Circumventing CRCs: (Left) Original Code and CRC Passes Verification, (Middle) Code with Adversarial Modifications and Original CRC Fails Verification, (Right) Code with Adversarial Modifications and Adversarial CRC Passes Verification
To make things a bit harder for the attacker, the device could store the CRC in one-time programmable (OTP) memory. Unfortunately, this doesn’t eliminate the problem. While CRCs are a good approach for detecting benign errors from channel noise or unstable cells, they don’t protect against actively malicious modifications.
Let’s assume that our earlier example data is used to enable or disable different product features depending on the license model selected by the customer.
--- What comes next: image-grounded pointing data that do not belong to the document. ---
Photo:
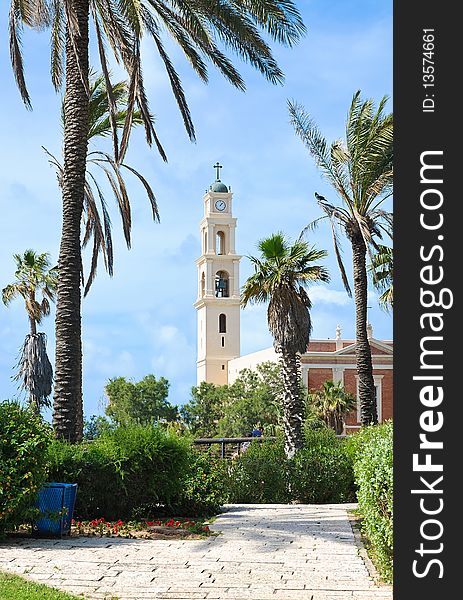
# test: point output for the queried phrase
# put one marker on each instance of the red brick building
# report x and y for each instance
(335, 359)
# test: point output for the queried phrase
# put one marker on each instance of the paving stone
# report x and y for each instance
(264, 552)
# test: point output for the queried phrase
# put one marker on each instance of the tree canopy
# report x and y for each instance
(143, 401)
(234, 410)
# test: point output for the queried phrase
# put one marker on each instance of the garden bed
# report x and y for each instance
(159, 529)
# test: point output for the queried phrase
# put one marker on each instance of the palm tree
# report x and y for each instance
(281, 273)
(97, 221)
(198, 27)
(332, 403)
(360, 170)
(34, 278)
(382, 269)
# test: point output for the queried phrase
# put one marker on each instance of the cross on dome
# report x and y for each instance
(218, 166)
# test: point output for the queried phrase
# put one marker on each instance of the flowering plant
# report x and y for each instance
(102, 527)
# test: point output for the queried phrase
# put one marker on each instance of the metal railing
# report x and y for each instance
(224, 442)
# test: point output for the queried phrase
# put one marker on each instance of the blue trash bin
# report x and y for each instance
(53, 498)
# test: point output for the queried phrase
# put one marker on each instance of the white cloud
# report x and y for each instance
(325, 295)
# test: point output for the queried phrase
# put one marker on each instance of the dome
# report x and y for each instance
(219, 187)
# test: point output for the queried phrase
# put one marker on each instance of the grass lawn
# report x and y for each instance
(17, 588)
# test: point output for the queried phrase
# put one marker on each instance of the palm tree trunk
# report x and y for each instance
(366, 386)
(68, 413)
(292, 402)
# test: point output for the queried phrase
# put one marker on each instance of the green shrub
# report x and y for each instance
(322, 470)
(373, 469)
(205, 487)
(260, 474)
(24, 438)
(122, 471)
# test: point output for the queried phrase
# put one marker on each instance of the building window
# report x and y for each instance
(378, 396)
(203, 285)
(221, 284)
(220, 243)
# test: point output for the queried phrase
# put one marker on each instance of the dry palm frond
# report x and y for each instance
(35, 372)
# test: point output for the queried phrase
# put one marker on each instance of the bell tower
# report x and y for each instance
(218, 303)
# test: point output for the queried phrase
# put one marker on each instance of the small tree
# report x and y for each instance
(205, 408)
(141, 402)
(36, 283)
(332, 403)
(382, 270)
(281, 273)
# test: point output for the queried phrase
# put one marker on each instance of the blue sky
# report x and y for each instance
(142, 320)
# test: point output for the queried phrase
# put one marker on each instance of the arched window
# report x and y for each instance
(221, 284)
(203, 285)
(220, 243)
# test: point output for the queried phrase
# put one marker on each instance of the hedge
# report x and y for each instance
(373, 470)
(138, 472)
(24, 439)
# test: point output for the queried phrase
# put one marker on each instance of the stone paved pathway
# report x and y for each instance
(278, 552)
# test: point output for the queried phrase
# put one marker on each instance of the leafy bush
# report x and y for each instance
(205, 487)
(24, 438)
(373, 470)
(322, 470)
(122, 470)
(260, 474)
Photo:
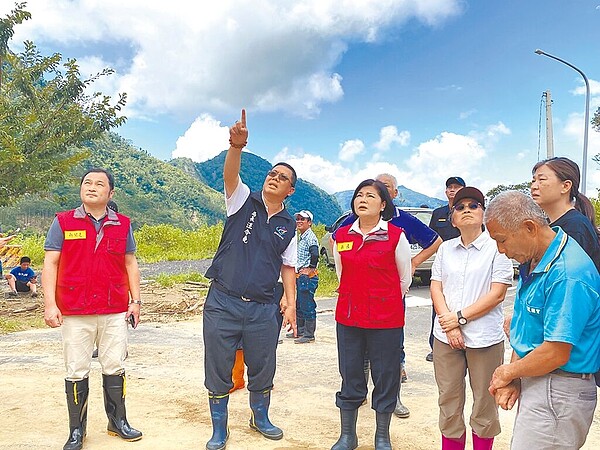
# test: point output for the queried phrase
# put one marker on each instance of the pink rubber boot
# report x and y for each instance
(482, 443)
(454, 444)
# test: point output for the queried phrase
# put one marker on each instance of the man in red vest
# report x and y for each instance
(91, 283)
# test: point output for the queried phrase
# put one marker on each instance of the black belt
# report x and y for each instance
(564, 373)
(219, 287)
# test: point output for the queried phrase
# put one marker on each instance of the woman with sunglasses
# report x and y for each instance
(469, 279)
(555, 188)
(373, 264)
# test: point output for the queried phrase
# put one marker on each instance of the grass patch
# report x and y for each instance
(10, 325)
(168, 243)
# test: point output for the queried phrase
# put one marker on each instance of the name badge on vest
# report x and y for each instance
(344, 246)
(75, 234)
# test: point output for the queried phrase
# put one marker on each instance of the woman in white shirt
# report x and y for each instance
(469, 279)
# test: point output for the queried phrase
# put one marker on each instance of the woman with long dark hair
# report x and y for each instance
(555, 188)
(373, 264)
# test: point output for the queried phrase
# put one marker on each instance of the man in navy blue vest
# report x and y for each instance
(257, 246)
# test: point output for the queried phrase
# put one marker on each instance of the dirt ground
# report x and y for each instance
(166, 398)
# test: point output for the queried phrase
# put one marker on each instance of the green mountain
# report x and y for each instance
(150, 191)
(253, 171)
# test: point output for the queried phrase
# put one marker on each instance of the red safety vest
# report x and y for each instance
(369, 292)
(92, 277)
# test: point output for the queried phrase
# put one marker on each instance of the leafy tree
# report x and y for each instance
(46, 114)
(522, 187)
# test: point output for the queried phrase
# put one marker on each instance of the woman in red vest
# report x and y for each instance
(372, 259)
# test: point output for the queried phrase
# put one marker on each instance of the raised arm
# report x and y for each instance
(238, 137)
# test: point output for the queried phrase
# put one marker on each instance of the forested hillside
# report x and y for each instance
(148, 190)
(253, 171)
(181, 193)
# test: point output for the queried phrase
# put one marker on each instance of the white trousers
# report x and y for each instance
(80, 333)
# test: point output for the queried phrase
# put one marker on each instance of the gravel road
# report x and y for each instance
(150, 271)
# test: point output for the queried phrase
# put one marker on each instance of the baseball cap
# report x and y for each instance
(469, 192)
(305, 213)
(455, 180)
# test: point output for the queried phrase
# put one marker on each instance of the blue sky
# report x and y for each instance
(343, 90)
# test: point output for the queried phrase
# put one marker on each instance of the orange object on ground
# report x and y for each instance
(237, 374)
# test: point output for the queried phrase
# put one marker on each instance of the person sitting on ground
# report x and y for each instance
(3, 241)
(22, 278)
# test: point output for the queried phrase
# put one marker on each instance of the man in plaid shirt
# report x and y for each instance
(307, 278)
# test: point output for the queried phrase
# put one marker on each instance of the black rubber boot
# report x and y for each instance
(77, 396)
(218, 415)
(310, 326)
(114, 405)
(259, 420)
(348, 439)
(382, 433)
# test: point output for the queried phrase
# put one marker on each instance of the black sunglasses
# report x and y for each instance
(472, 206)
(280, 176)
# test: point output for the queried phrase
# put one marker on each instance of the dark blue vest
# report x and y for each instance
(248, 260)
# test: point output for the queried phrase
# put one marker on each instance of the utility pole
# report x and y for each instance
(549, 132)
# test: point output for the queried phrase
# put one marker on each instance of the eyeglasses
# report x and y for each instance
(472, 206)
(279, 175)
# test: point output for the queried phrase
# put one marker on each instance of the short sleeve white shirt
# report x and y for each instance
(467, 273)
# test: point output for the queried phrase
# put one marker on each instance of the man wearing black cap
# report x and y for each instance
(439, 219)
(440, 223)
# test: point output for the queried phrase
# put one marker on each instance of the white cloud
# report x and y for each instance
(446, 155)
(350, 149)
(466, 114)
(389, 135)
(203, 140)
(184, 57)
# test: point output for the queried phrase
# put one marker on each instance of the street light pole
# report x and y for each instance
(586, 119)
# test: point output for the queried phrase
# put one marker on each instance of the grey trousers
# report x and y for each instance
(554, 413)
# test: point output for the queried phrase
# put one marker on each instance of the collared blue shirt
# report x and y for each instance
(305, 241)
(559, 302)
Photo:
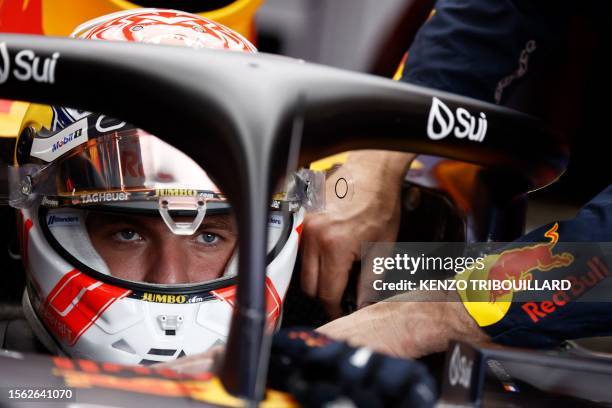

If the high-value features are in the left-most bits, being able to alter our example vector of 10010111 to flip more left-most bits to 1s would enable the features without paying for the higher priced license model. This is trivial for an adversary to do:
Since the 1-bit CRC is 1 in the original data (indicating an odd number of 1s in the data), the adversary only needs to ensure that the modified data also has an odd number of 1s. By flipping the two leftmost 0s to 1s, the adversary has enabled two additional high-valued features without modifying the CRC check bit that is stored securely in OTP. This strategy also works for the larger CRCs used in real-world applications.
The important takeaway is that CRCs only provide protection against benign errors, such as noise on a communication channel or unstable SRAM cells. When the adversary is actively trying to modify the data, they can do so in a way that will not alter the CRC generated from the original data.